Australasian Mathematical Psychology Conference 2019

Changing our minds about change-of-mind models: Existing models cannot account for effects of absolute evidence magnitude

William Turner
Melbourne School of Psychological Sciences, University of Melbourne
Daniel Feuerriegel
Melbourne School of Psychological Sciences, University of Melbourne
Milan Andrejevic
Melbourne School of Psychological Sciences, University of Melbourne
Robert Hester
Melbourne School of Psychological Sciences, University of Melbourne
Stefan Bode
Melbourne School of Psychological Sciences, University of Melbourne

To navigate the world, we rely heavily on our ability to make accurate perceptual judgements. However, errors of judgement do inevitably occur. In these situations, rapid ‘changes of mind’ are required to correct or abandon ongoing actions. Recently-developed computational models posit that perceptual judgements are made when evidence is accumulated to a given criterion, and changes of mind occur if evidence later favours a different response. Critically, current models diverge in their predictions regarding the effect of absolute evidence magnitude (i.e., the sum of evidence for opposing choices) on changes of mind. The current study therefore investigated whether absolute evidence magnitude influences the rate and latency of changes of mind. Participants (n=30) indicated which of two flickering greyscale squares was brightest. Following an initial decision, the stimuli remained on screen for a brief period (1s) during which participants could change their response. To investigate the effect of absolute evidence, the total luminance of the two squares was varied whilst the difference in luminance was held constant. Increases in absolute evidence were associated with faster, less accurate initial responses, replicating previous reports.
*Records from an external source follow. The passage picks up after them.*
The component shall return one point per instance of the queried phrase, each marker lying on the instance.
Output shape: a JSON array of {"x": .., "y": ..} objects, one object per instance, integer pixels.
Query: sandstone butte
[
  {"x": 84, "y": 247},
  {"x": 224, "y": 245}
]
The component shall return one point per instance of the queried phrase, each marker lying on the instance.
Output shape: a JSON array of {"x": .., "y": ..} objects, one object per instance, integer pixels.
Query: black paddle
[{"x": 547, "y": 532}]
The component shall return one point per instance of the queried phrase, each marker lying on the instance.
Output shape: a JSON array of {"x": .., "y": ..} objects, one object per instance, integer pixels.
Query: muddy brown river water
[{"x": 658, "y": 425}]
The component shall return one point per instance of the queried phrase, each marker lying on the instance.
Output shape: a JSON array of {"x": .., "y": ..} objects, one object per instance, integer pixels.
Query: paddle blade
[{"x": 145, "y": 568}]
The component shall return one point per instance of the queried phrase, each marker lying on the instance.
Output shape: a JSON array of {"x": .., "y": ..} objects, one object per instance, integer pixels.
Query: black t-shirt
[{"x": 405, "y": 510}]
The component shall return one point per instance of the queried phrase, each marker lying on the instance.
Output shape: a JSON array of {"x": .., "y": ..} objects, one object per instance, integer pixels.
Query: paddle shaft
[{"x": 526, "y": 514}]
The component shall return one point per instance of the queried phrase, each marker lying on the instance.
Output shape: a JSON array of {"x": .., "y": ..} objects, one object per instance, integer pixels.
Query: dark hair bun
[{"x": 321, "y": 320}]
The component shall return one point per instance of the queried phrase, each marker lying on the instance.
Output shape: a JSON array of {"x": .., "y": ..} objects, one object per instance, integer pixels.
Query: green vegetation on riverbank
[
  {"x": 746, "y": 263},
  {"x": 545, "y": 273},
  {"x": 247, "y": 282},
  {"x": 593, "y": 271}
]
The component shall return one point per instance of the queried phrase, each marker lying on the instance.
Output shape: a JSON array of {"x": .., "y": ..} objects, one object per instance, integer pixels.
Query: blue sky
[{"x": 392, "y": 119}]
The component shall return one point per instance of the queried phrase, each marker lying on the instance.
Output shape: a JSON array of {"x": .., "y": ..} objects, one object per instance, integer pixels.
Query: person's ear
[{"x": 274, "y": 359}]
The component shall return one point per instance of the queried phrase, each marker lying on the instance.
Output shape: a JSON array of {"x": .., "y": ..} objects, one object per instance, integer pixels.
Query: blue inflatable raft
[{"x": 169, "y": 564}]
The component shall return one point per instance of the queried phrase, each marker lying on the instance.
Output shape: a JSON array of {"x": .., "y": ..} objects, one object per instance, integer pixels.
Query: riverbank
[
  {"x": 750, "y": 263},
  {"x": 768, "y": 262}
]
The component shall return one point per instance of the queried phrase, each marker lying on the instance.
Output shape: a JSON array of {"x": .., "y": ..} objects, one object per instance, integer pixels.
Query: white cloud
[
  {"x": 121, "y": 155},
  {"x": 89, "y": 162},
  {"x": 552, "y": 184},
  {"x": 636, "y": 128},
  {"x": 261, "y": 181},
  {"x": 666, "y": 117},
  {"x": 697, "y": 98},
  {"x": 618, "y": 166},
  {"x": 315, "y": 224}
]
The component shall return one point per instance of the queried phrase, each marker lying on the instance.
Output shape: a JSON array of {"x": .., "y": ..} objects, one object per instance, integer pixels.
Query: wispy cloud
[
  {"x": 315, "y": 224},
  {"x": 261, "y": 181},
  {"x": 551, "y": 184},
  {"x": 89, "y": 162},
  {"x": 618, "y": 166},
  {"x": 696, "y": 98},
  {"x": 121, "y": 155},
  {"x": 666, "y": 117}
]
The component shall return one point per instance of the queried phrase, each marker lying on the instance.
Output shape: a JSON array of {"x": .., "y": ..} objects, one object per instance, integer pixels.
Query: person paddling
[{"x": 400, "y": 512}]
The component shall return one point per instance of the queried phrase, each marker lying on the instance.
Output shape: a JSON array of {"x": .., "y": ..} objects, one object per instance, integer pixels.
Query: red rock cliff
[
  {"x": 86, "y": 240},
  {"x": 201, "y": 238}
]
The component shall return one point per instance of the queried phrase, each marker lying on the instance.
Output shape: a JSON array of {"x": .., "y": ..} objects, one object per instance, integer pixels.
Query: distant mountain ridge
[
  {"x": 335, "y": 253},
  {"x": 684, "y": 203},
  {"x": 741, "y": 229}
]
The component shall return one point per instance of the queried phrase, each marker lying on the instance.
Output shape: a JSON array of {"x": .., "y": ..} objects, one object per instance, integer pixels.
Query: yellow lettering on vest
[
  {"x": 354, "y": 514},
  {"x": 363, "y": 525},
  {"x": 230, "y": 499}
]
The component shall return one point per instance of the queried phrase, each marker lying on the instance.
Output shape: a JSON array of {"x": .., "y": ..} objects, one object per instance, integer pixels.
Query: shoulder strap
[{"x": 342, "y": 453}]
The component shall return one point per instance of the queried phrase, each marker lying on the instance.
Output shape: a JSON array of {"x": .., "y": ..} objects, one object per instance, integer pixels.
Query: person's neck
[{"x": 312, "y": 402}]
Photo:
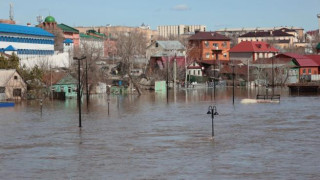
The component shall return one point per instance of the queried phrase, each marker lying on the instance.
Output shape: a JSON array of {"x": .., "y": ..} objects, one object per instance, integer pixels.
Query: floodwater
[{"x": 147, "y": 137}]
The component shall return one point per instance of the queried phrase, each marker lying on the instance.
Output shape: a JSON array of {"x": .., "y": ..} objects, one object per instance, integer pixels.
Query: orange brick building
[{"x": 209, "y": 48}]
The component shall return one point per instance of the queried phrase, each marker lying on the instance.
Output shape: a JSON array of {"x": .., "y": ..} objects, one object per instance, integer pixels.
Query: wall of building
[
  {"x": 208, "y": 46},
  {"x": 13, "y": 84},
  {"x": 57, "y": 60},
  {"x": 176, "y": 30},
  {"x": 309, "y": 70},
  {"x": 244, "y": 57}
]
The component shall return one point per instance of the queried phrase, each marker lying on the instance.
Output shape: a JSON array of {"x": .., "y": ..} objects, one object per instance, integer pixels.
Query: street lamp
[
  {"x": 213, "y": 111},
  {"x": 78, "y": 90},
  {"x": 233, "y": 76}
]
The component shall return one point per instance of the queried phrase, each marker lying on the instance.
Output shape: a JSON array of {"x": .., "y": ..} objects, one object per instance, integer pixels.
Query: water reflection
[{"x": 146, "y": 138}]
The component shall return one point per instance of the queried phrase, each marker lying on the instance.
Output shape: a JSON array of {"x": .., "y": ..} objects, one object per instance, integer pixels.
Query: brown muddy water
[{"x": 147, "y": 137}]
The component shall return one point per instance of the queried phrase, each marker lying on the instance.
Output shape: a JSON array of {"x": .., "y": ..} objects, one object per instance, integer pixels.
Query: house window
[
  {"x": 2, "y": 89},
  {"x": 206, "y": 43},
  {"x": 224, "y": 44},
  {"x": 16, "y": 92},
  {"x": 224, "y": 54}
]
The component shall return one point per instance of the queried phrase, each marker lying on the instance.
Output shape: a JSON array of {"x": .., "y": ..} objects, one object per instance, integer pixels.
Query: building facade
[
  {"x": 209, "y": 47},
  {"x": 252, "y": 50},
  {"x": 177, "y": 30},
  {"x": 236, "y": 32},
  {"x": 12, "y": 86},
  {"x": 26, "y": 42}
]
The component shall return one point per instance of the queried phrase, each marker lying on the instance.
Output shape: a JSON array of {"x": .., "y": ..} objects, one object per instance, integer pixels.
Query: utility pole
[
  {"x": 87, "y": 87},
  {"x": 175, "y": 71},
  {"x": 79, "y": 86},
  {"x": 233, "y": 84},
  {"x": 167, "y": 79}
]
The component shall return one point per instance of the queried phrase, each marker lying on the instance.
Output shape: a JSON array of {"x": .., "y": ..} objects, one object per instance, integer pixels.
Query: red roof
[
  {"x": 208, "y": 36},
  {"x": 315, "y": 58},
  {"x": 302, "y": 60},
  {"x": 253, "y": 46}
]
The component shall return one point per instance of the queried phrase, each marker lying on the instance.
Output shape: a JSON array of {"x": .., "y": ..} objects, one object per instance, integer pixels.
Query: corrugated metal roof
[
  {"x": 5, "y": 75},
  {"x": 67, "y": 41},
  {"x": 209, "y": 36},
  {"x": 10, "y": 48},
  {"x": 168, "y": 45},
  {"x": 19, "y": 29},
  {"x": 82, "y": 35},
  {"x": 303, "y": 61},
  {"x": 66, "y": 28},
  {"x": 253, "y": 46}
]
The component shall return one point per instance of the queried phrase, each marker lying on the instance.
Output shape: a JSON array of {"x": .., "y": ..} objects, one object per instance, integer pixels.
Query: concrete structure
[
  {"x": 70, "y": 33},
  {"x": 236, "y": 32},
  {"x": 251, "y": 51},
  {"x": 61, "y": 82},
  {"x": 33, "y": 45},
  {"x": 12, "y": 86},
  {"x": 209, "y": 48},
  {"x": 159, "y": 52},
  {"x": 177, "y": 30},
  {"x": 92, "y": 45},
  {"x": 112, "y": 32}
]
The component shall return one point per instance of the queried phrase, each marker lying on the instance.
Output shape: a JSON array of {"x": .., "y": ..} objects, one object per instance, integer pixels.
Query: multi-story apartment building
[
  {"x": 26, "y": 42},
  {"x": 111, "y": 32},
  {"x": 236, "y": 32},
  {"x": 177, "y": 30}
]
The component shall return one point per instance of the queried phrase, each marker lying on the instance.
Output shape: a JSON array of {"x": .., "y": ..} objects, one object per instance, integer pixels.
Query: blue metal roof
[
  {"x": 68, "y": 41},
  {"x": 10, "y": 48},
  {"x": 19, "y": 29}
]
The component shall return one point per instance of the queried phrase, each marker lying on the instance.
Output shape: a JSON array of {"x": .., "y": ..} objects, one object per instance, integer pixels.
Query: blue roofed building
[{"x": 29, "y": 43}]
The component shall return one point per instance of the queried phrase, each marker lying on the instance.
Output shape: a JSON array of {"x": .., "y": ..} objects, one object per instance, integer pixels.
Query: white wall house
[
  {"x": 92, "y": 45},
  {"x": 33, "y": 45}
]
However, high levels of absolute evidence were also associated with slower, less accurate changes of mind (i.e. fewer errors were corrected, but more correct responses were spoilt). The pattern of initial responses can be explained by the presence of input-dependent noise in the decision process, which varies either within or across trials. However, the pattern of change-of-mind responses cannot be fully accounted for by existing models, challenging our current understanding.